L’annuncio dei nuovi dazi è però arrivato alla vigilia del nuovo round di colloqui commerciali che i due paesi stanno conducendo da qualche tempo, così da far pensare a un’intenzione deliberata, da parte della Casa Bianca, di far saltare il tavolo della trattativa, magari dandone la colpa a Pechino. I leader cinesi hanno infatti sempre avvertito di non essere disposti a negoziare sotto pressione.

 

Al di là degli auspici di Trump e della eventuale disponibilità cinese a fare concessioni agli Stati Uniti, il confitto in corso tra le due potenze è di difficilissima soluzione perché le questioni commerciali, come il deficit della bilancia americana, sono solo una parte del problema. Anzi, esse nascondono un conflitto che ha a che fare con la stessa posizione di dominio internazionale degli USA e con la crescita e la conseguente minaccia rappresentata dalla Cina.

 

A conferma di ciò, va ricordato che lo scorso mese di giugno, nelle fasi iniziali della guerra commerciale, il governo cinese si era offerto di aumentare le importazioni dagli USA per 70 miliardi di dollari all’anno come primo passo per ridurre quegli squilibri che Trump continua a denunciare.
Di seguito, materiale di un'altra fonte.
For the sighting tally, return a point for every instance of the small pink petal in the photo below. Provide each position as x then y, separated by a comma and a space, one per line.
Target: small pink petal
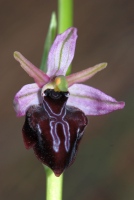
92, 101
39, 76
27, 96
85, 74
61, 53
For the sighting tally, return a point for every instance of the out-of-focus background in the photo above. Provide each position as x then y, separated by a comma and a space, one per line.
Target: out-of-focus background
104, 168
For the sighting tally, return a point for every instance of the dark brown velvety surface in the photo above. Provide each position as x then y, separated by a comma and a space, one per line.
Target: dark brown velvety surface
104, 167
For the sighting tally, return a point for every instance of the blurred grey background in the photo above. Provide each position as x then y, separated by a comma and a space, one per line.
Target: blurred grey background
104, 168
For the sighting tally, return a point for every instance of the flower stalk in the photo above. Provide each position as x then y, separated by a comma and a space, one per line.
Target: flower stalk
65, 15
53, 185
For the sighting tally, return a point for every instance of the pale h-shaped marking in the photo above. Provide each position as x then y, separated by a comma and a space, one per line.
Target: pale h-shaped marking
56, 119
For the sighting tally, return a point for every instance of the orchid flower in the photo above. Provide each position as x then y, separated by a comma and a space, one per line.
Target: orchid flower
56, 105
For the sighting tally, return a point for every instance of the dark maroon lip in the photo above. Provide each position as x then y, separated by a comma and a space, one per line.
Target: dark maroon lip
54, 131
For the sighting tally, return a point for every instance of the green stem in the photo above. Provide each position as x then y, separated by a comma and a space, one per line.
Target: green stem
53, 185
65, 18
65, 15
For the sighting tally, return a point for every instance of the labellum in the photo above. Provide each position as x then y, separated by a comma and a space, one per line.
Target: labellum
54, 130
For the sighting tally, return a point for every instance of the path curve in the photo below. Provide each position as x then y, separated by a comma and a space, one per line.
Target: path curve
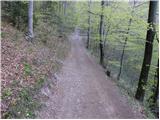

La Casa Bianca aveva tuttavia respinto la proposta e dunque chiarito implicitamente come le vere ragioni dell’offensiva contro Pechino fossero da ricercare altrove.

 

A questo proposito, è utile riportare quanto ha scritto in questi giorni il New York Times nel riassumere le richieste americane fatte alla Cina. L’amministrazione Trump auspica in primo luogo “una forte riduzione dei dazi cinesi e delle restrizioni agli investimenti” stranieri, ma, spiega il giornale americano, “particolare attenzione” viene dedicata dal governo di Washington al tentativo di “fermare il piano industriale cinese conosciuto con il nome di Made in China 2025”.

 

Questo progetto punta allo sviluppo ultra-tecnologico cinese nei prossimi anni, tanto da competere o superare il primato degli Stati Uniti. Ciò ha evidentemente delle implicazioni gravissime per la classe dirigente americana, visto che i piani di Pechino in questo settore minacciano la supremazia internazionale del capitalismo e della macchina militare degli USA.

 

La guerra commerciale dichiarata da Trump contro Pechino va letta da questa angolazione, essendo una delle armi con cui contrastare la crescita di un paese che il più recente documento del Pentagono dedicato alle minacce future per gli Stati Uniti ha definito un “rivale strategico” e, quindi, un potenziale nemico.

 

A livello razionale, chiedere a un paese sovrano di rinunciare al proprio sviluppo economico e industriale indipendente sembra quanto meno assurdo. Ancora più incomprensibile appare a prima vista anche la determinazione dell’amministrazione Trump nel procedere con l’escalation di dazi commerciali a fronte delle resistenze di quasi tutto il mondo degli affari americano.

 

Gli ambienti di potere nazionalisti e “neo-con” che ruotano attorno alla Casa Bianca sono comunque decisi a proseguire sulla strada del confronto con Pechino, proprio perché il processo di crescita cinese rappresenta una minaccia mortale al già declinante primato americano nel pianeta. L’ambito tecnologico è in questo scenario di primaria importanza, come dimostrano i ripetuti inviti a mettere fine alla pratica, sempre negata da Pechino, che imporrebbe alle compagnie americane operanti in Cina di far conoscere e consegnare le proprie tecnologie ai loro partner locali.

 

A convincere la Casa Bianca a insistere con la linea dura è probabilmente anche la sostenuta crescita economica che gli Stati Uniti stanno attraversando, nella speranza che ciò limiti l’impatto dell’imposizione reciproca di tariffe doganali. La scommessa potrebbe tuttavia essere perdente e produrre conseguenze rovinose, dal momento che la crescita risulta estremamente precaria e basata in larga misura su una corsa artificiosa verso l’alto dei mercati finanziari.

 

Sulla stampa internazionale, negli istituti di ricerca e tra l’industria finanziaria sono sempre di più infatti gli analisti e i commentatori che predicono, nel prossimo futuro, un possibile nuovo tracollo sistemico che, anzi, proprio la guerra dei dazi lanciata da Trump potrebbe finire per accelerare in maniera determinante.